摊主将汤与牛肉递给这个女人,这个女人却点点头,从袖子当中拿出了两定金子,放在摊位上,然后接过汤与牛肉,转身欲走。
老头子连忙喊住她,说:“给不了这么多。”
女人没有回头,她说:“这是答谢您老人家的。”她不给老头子说话便又接着说,“什么也不要问,小女子知道金钱并不是您老人家想要的,可是现下也只有这么做。还望您老人家多多谅解小女子的唐突。”
这个女人已经走远了。
她这话似乎很早就想来答谢摊主,可一直没有机会前来。
明月很是不解地看着她离开的背影,愈来愈感觉这个女人不但有趣,而且还无比奇怪。
对于明月来说,这个女人无疑就是她感兴趣的对象。
所以明月匆匆放下一锭银子,追将上去。
这个女人走去的地方就是她们前来的原路。
可是明月追到的时候只看见了一匹飞奔而去的马,明月没有再追。
她跑不过这匹马,就算是一个擅长长跑的人也跑不过一匹马。
明月只好放弃追赶。
她回到夜摊前,那个佝偻的摊主坐在摊位旁边,目光定格在远方。
那个遥远而飘渺的地方。
这种目光这么这么熟悉,为什么这个老头子也会有这种目光?
明月忽然间想起了寒暄,难道这个佝偻是老头子与寒暄有什么关系?
可是这绝对不可能,这个世界上,与寒暄同路的人几乎只有寒暄一个人。
仅仅只有他自己一个人,没有谁愿意与一个双手沾满血腥、连一个安身之地都没有的人同路。
可是这个佝偻的老头子……
明月忽然笑着问道:“大爷,这汤是什么汤?”
老头子没有看他,说:“‘游子汤’。”
明月又问:“您可知道哪位姐姐叫什么名字?”
老人忽然转回目光,垂下头,叹了口气,并不说话,摇摇头。
明月知道老人说的是真话,但是她很好奇老人为什么会叹气,又为什么会失落。
她又问:“敢问大爷您因什么事儿而失落?”
老人还是垂着头说:“这个女子的行为语气与一个人很相似,只可惜,他很久没有来了!”
明月不解,谁能够让这么一个佝偻老头子这么想念。
明月又问:“是吗?这个人可是大爷您的亲人?”
老头子摇摇头,还是没有抬起头,他说:“我也不知道这个人是谁,只知道这个人平淡无奇,仿佛整个世界上没有他关心的事,就算是他的生命他也不会去关心一下。”
老头子又叹了口气,接着说:“他喜欢喝竹叶青,每次来都喝上一坛竹叶青,什么话也不说。走的时候也是带着一碗汤、一盘牛肉。”
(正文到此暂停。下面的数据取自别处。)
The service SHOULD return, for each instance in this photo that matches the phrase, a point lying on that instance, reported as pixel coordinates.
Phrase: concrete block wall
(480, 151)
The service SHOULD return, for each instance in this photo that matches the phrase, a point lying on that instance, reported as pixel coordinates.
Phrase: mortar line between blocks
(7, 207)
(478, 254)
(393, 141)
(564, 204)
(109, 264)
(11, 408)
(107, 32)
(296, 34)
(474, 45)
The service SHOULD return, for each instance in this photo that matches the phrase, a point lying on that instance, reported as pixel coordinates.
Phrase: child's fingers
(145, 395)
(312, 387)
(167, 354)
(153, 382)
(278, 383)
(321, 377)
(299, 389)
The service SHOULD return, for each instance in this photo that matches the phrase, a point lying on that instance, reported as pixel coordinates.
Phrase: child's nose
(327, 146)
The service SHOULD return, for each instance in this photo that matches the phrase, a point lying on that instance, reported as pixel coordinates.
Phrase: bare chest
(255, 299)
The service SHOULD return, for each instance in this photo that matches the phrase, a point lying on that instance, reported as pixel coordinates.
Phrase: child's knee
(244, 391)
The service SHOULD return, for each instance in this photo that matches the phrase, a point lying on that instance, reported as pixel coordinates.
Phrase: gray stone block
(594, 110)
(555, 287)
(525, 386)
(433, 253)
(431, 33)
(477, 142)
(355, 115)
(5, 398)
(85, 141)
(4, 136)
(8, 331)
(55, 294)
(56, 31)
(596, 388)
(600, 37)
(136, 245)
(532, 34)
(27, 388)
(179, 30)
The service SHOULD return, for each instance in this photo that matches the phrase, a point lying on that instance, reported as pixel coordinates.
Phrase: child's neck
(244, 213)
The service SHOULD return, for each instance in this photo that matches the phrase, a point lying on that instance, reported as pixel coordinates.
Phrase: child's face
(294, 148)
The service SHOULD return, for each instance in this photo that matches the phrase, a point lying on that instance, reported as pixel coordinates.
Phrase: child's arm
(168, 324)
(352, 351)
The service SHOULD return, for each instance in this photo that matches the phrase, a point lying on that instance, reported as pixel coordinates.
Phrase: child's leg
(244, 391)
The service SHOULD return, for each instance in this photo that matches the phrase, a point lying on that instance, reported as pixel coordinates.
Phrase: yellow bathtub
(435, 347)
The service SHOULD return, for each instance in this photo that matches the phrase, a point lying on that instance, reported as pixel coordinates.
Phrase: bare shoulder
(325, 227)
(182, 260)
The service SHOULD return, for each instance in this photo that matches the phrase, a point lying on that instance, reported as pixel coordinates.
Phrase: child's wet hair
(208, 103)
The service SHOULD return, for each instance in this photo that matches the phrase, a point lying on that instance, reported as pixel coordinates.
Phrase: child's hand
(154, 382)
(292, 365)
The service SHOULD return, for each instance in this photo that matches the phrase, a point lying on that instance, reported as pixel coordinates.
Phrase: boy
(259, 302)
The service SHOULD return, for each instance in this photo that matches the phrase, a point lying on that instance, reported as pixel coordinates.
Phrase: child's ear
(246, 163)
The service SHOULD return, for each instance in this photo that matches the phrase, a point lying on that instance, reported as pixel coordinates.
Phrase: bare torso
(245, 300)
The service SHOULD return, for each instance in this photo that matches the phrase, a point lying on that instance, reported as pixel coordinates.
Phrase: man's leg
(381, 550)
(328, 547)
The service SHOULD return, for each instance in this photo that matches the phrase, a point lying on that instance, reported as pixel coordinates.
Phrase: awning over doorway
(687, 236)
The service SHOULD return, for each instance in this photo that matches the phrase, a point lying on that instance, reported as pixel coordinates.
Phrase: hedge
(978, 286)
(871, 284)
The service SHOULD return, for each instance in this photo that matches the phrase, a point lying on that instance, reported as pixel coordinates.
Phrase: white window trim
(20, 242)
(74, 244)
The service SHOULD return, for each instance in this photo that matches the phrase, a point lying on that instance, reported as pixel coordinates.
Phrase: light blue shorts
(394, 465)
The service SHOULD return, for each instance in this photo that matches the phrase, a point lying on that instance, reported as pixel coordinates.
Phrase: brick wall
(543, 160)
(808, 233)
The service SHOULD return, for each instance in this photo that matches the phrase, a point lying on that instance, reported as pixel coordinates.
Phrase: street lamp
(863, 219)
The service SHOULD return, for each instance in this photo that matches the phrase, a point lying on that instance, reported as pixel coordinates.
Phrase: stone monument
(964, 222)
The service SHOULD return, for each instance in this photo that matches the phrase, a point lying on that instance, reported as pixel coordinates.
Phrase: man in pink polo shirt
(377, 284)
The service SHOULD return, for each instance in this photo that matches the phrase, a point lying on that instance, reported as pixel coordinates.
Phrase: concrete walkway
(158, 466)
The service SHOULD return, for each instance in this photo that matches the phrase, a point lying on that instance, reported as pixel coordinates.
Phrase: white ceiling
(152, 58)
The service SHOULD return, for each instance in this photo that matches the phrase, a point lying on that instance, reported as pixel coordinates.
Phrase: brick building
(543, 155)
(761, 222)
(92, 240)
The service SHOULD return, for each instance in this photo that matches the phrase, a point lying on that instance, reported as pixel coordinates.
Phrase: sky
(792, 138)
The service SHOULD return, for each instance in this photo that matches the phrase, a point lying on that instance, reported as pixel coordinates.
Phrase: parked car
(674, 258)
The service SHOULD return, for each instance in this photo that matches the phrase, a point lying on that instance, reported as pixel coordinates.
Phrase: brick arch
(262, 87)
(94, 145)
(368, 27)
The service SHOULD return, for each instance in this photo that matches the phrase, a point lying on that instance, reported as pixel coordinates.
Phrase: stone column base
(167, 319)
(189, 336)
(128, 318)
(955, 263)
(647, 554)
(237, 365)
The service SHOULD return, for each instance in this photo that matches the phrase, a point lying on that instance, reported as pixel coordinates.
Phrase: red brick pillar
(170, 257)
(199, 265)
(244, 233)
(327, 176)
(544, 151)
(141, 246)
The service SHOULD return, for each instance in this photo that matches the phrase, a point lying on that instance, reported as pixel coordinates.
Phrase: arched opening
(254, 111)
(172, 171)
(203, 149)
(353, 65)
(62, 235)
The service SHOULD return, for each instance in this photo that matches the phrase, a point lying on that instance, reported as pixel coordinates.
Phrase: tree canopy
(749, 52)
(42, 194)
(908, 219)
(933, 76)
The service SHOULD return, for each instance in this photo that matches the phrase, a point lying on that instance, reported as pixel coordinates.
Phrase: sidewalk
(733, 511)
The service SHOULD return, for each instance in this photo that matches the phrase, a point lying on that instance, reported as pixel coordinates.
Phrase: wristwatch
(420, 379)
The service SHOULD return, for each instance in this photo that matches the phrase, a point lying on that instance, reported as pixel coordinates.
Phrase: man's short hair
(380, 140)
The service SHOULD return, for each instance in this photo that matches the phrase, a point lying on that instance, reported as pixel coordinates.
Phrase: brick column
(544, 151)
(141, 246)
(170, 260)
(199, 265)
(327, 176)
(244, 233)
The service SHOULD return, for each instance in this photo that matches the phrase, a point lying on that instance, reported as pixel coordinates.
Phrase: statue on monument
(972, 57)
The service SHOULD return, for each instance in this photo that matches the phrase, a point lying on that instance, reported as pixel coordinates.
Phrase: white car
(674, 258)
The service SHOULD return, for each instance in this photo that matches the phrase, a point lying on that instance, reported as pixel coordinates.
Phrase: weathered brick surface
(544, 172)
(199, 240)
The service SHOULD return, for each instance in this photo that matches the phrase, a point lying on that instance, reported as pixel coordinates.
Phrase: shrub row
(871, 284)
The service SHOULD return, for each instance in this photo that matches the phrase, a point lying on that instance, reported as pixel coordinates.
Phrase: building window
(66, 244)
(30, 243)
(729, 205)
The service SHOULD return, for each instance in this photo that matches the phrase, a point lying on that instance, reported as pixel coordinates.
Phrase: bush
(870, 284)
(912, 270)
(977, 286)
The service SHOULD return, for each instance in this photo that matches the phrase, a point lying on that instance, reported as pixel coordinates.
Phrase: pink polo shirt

他没有再说下去,因为他知道的事情只有这么多,能够知道的也只有这么多。
至于这个人是谁,他没有问,也没有去了解。
明月似乎知道了什么,难道这个人便是“天涯罗刹”寒暄?
怎么可能是他?
可是不是他又是谁呢?又是谁有这么平淡无奇,对什么事都漠不关心呢?
不,一定要弄清楚这个人到底是不是“天涯罗刹”寒暄。
明月又问:“他还会来吗?”
老头子再次重重地叹了口气:“我相信,他还会来。”
这句话就已经足够了,与其去寻找这么一个来无影去无踪的人何不等待他的到来?
于是,明月开始了漫长的等待。
她也许会等很久很久,也也许只等一两天。
这个人到底什么时候来明月没有问老头子,因为老头子也不知道。
所以,明月开始等待,在这条街道与一个小巷子的拐角处等待。
每天晚上。
从夜幕降临一直等到太阳升起。
就这样。
明月等了五天。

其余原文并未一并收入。